M Was heißt denn Weltanschauung?


Donnerstag, den 03. November 2011 um 18:18 Uhr |
Philosophie und Anthroposophie

Hier sollen Elemente einer zeitgemäßen Weltanschauung vorgestellt werden.
Der Begriff "Weltanschauung" hat insgesamt einen sehr negativen Charakter. Es wird heutzutage dabei etwas Sektiererisches assoziiert, etwas Enges, Verbissenes. -
Das rührt tatsächlich von den Erfahrungen her, die man "heutzutage" eben macht. Da gibt es Menschen, welche eine "eigene" Weltanschauung haben und die für die "anderen" eng wirken, je nach Temperamentslage eben auch "verbissen", wenn sie sich vielleicht nicht so schnell von bestimmten Gedanken ihrer Weltanschauung abbringen lassen, oder keine Einsicht für andere Weltanschauungen zeigen.

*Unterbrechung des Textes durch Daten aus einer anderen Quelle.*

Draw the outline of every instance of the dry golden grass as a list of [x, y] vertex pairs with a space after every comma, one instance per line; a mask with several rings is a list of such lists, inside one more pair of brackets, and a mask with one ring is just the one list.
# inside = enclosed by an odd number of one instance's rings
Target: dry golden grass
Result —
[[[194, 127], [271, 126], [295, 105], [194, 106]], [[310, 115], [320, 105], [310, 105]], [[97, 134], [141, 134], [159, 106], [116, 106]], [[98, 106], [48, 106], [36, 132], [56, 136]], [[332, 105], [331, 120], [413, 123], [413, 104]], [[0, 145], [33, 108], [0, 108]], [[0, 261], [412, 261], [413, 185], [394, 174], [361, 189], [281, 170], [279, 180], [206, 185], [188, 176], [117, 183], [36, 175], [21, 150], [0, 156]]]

Hier möchte ich ersteinmal darauf hinweisen, dass es nicht Menschen gibt mit einer Weltanschauung, sondern dass jeder Mensch, weil er eben Mensch ist, eine Weltanschauung hat! Anders geht es gar nicht. -
Die Menschen dürfen dabei natürlich nicht bewertet werden. Als Mensch ist der Ureinwohner im Busch genau gleich viel wert, wie etwa der Papst oder der Präsident von Amerika.
Wenn man aber ihre Weltanschauungen miteinander vergleichen würde, dann würde es echt spannend werden! Man könnte Kriterien finden, um diese vergleichbar zu machen. Zum Beispiel könnte man fragen, mit wieviel "Begriffen" der jeweilige Mensch die Welt anschaut. - Was ist nun wieder ein Begriff?
Es sei nun ein ganz einfaches Beispiel konstruiert, um diesen Gedanken klar zu machen:
Wir nehmen einmal die Begriffe:  "Bevölkerung", "Wasserhaushalt", "Bodenschätze", "Klima" und "Vegetation".
Das sind schon "kompliziertere" Begriffe, welche in sich natürlich auch unterschiedlichste Ebenen haben: jemand, der seine Abschlussarbeit gerade über ein geographisches Thema gemacht hat, wird die obigen Begriffe reichhaltiger mit Unterbegriffen angefüllt haben, als ein normaler Schüler, der halbwegs im Schulunterricht aufgepasst hat.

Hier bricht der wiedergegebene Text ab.